Harga yang bergerak sideways seringkali merupakan hasil dari ketidakpastian di pasar, di mana belum terdapat kejelasan apakah harga akan mengalami kenaikan atau penurunan. 

Hal ini membuat sebagian besar trader jangka menengah, seperti swing atau position trader, cenderung menghindari situasi ini saat melakukan transaksi.

Pergerakan harga sideways sering terjadi setelah adanya pergerakan impulsif yang signifikan, seperti terjadinya candlestick hijau atau merah yang besar. 

Setelah periode cepat dan signifikan tersebut, pasar sering kali mengalami perdebatan di antara para pelaku pasar mengenai apakah harga akan melanjutkan tren atau mengalami pembalikan arah (reversal). 

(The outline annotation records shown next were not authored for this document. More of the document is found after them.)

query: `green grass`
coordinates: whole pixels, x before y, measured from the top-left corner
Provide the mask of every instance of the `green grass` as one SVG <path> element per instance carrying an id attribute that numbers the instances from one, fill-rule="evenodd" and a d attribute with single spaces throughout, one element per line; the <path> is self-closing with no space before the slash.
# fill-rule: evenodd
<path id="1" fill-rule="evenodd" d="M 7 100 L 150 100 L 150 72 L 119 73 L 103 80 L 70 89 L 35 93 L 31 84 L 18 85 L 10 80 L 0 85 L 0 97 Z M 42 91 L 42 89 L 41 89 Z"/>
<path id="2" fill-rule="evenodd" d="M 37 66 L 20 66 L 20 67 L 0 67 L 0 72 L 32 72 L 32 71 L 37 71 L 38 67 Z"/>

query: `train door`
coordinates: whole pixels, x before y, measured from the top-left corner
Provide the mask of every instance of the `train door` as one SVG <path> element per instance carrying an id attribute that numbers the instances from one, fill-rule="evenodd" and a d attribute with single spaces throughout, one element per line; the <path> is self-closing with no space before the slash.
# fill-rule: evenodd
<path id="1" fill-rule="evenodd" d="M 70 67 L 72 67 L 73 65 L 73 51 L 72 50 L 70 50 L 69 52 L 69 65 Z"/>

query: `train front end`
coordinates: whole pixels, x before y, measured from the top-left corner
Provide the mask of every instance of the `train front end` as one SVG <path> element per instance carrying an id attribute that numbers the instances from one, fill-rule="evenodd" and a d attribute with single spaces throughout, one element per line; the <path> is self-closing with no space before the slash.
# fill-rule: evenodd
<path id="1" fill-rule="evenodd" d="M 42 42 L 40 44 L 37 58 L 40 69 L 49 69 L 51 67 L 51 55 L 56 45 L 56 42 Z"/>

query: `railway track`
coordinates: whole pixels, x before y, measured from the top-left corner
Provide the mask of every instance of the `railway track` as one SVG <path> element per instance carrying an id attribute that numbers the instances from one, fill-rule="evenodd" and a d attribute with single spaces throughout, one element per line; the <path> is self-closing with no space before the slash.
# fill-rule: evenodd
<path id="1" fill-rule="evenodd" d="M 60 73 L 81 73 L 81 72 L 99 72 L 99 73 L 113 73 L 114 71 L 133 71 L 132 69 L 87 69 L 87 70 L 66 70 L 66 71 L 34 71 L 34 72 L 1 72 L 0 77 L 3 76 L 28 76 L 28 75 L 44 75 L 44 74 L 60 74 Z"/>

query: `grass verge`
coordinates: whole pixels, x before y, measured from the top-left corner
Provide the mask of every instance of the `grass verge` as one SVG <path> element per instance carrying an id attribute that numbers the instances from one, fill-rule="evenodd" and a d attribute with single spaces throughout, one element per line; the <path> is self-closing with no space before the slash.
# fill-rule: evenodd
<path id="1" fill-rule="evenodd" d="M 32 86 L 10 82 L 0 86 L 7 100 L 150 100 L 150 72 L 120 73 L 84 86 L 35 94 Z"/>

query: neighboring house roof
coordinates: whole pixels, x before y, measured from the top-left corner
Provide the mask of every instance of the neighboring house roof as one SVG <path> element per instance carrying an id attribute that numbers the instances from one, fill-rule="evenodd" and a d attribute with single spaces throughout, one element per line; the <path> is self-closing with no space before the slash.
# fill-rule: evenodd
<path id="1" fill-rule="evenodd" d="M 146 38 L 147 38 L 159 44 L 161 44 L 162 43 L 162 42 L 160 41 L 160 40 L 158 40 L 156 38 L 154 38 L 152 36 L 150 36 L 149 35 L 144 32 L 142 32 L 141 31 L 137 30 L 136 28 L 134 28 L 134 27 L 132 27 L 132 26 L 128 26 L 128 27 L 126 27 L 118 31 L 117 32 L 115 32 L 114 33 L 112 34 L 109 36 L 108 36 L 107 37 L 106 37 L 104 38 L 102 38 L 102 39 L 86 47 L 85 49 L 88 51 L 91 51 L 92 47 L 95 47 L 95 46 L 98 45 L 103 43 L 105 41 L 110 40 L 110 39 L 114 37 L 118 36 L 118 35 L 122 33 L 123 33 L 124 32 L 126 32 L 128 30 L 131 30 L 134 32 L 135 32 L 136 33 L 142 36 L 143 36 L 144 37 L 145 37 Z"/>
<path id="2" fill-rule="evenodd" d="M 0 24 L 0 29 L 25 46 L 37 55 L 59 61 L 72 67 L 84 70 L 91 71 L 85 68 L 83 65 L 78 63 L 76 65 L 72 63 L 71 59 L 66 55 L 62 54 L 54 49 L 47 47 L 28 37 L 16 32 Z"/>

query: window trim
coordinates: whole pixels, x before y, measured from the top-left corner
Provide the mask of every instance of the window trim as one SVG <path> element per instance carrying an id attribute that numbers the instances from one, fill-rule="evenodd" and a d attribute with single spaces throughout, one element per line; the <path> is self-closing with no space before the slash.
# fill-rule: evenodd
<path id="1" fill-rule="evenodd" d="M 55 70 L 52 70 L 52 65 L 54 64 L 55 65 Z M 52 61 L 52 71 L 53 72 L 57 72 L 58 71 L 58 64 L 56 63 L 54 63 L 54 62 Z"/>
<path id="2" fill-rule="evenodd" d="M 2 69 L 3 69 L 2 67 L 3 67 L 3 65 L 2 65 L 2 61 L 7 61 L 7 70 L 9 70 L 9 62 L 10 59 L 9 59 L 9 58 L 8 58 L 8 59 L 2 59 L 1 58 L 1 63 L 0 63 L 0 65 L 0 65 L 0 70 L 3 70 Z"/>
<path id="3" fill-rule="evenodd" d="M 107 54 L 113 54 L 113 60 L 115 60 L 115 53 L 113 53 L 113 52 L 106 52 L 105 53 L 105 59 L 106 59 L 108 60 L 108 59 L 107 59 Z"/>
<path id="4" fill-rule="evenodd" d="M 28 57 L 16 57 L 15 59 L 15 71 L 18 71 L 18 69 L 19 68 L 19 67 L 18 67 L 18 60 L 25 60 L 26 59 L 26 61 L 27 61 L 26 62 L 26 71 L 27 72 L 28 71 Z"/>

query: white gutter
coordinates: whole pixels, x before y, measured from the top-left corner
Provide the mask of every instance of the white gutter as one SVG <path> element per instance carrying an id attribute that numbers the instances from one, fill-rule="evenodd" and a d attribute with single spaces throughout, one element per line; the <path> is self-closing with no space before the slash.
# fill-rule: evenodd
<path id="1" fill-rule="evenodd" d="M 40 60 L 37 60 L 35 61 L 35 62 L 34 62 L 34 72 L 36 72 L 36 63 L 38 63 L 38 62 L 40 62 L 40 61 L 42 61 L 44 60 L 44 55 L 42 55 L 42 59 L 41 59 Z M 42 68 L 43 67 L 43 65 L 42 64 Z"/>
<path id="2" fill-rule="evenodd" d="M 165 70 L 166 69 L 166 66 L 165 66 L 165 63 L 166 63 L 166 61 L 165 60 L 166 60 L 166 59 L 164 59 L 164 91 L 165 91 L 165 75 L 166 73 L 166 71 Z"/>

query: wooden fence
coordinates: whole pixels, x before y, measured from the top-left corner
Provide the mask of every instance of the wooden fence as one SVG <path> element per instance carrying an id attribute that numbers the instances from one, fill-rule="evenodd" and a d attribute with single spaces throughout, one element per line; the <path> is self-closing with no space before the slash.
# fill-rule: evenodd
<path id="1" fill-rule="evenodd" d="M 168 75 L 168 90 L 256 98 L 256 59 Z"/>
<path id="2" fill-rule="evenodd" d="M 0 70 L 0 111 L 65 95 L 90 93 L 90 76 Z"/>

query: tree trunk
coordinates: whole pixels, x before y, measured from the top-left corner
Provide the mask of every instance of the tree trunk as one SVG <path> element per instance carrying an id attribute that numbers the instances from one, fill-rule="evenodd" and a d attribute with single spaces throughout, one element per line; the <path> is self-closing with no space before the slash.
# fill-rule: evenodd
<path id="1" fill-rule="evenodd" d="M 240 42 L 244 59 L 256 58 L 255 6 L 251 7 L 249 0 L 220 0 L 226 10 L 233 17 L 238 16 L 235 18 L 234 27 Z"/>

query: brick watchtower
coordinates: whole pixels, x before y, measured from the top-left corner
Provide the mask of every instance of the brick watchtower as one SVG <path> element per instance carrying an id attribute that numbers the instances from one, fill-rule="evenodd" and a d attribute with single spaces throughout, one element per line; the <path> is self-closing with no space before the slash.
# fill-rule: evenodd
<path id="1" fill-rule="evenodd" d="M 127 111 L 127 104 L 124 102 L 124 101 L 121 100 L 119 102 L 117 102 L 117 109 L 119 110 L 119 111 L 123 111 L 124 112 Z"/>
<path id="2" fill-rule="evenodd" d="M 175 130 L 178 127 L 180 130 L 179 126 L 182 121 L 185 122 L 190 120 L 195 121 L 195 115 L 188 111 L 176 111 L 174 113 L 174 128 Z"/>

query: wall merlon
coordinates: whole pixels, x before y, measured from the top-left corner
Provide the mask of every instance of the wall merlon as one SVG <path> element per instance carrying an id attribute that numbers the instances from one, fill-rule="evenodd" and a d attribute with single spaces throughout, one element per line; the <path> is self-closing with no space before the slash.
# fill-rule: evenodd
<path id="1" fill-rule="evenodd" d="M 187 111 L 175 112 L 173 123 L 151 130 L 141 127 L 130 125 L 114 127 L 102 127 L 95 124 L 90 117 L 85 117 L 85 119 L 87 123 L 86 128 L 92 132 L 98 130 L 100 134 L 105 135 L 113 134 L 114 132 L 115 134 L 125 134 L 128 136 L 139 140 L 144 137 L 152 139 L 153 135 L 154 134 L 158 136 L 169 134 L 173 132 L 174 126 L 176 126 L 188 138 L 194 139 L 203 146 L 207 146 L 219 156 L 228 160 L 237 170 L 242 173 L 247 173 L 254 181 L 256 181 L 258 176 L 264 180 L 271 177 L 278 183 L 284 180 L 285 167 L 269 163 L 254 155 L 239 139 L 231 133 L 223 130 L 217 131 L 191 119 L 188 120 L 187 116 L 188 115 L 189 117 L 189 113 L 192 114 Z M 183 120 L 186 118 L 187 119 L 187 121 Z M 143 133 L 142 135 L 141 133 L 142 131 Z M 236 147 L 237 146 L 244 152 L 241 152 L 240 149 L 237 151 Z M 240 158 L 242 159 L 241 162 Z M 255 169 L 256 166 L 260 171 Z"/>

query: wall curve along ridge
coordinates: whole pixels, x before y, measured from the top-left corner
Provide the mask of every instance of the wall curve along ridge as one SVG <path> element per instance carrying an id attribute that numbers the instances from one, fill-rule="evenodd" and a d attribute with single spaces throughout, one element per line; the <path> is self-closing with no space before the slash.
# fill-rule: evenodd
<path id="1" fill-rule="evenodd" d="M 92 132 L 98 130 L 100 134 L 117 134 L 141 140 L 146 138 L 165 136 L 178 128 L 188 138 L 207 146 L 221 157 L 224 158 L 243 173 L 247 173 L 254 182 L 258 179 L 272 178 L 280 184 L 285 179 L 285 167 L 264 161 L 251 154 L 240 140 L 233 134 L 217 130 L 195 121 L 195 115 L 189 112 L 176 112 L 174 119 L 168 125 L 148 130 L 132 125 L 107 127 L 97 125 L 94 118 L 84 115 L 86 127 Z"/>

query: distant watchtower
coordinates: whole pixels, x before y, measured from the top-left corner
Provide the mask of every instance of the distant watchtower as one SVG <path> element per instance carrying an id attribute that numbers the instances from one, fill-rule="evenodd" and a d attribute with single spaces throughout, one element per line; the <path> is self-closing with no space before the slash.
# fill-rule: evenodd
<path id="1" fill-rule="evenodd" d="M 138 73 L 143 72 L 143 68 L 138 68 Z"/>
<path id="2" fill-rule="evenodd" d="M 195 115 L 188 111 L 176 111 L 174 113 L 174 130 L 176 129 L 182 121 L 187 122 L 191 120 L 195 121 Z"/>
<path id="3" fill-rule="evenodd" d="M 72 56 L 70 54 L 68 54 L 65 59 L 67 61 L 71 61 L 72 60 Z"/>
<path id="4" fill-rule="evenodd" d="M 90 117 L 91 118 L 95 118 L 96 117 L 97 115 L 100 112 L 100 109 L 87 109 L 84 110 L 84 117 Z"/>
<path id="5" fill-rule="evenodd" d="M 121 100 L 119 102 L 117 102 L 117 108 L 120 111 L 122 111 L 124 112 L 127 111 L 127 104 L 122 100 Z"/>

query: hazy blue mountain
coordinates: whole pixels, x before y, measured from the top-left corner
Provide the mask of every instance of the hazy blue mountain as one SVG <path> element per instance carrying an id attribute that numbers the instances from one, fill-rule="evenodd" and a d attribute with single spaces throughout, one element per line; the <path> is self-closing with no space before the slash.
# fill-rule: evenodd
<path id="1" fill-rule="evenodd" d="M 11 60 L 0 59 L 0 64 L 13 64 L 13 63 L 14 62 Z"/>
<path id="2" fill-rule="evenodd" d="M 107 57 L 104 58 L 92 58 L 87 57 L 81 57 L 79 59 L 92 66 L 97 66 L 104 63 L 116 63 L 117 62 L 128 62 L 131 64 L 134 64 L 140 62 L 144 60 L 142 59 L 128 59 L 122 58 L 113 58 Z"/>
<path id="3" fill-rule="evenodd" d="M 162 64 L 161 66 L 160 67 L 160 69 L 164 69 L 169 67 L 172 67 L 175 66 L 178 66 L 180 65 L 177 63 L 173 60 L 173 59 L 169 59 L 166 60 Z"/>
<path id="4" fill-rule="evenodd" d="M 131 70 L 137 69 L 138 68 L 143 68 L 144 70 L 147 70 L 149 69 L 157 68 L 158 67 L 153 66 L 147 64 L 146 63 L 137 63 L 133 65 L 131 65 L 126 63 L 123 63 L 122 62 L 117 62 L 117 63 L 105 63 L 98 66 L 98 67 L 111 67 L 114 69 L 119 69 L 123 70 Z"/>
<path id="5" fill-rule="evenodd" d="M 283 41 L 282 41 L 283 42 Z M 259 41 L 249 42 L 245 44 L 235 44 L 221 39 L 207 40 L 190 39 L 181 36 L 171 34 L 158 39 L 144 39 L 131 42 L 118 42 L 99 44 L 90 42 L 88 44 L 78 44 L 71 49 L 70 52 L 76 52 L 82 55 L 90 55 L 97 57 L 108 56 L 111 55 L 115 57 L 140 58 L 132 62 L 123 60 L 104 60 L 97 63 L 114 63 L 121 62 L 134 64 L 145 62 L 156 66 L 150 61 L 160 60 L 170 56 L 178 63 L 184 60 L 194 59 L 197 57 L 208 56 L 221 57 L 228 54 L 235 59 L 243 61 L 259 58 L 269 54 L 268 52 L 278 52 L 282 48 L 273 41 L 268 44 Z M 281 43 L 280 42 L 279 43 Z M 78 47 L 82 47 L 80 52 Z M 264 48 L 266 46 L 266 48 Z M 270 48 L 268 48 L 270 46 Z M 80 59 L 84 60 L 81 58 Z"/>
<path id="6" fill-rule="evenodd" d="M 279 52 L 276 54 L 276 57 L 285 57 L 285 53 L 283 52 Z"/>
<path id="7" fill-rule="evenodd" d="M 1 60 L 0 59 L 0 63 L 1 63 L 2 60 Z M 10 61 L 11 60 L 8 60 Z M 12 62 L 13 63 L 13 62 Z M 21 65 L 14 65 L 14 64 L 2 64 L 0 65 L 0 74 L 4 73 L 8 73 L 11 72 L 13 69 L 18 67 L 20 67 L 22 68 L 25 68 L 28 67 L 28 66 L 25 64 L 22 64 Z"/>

Adanya pandangan yang berbeda-beda ini menciptakan ketidakpastian, yang pada akhirnya menyebabkan keseimbangan antara volume jual dan beli, menghasilkan pergerakan sideways.

Selain itu, sentimen yang berkaitan dengan berita atau informasi positif dan negatif tentang suatu aset juga dapat menjadi penyebab kondisi sideways. 

Berita yang datang secara bersamaan dengan sentimen yang kontradiktif dapat mengubah pandangan analis dan menciptakan keseimbangan antara pembeli dan penjual, mengakibatkan pergerakan harga yang cenderung datar.

Dalam kondisi seperti ini, penting bagi para trader untuk memperhatikan faktor-faktor yang memengaruhi sentimen pasar dan mengantisipasi perubahan arah harga. 

Hal ini dapat membantu mereka dalam pengambilan keputusan yang lebih tepat saat bertransaksi di tengah kondisi pasar yang cenderung sideways.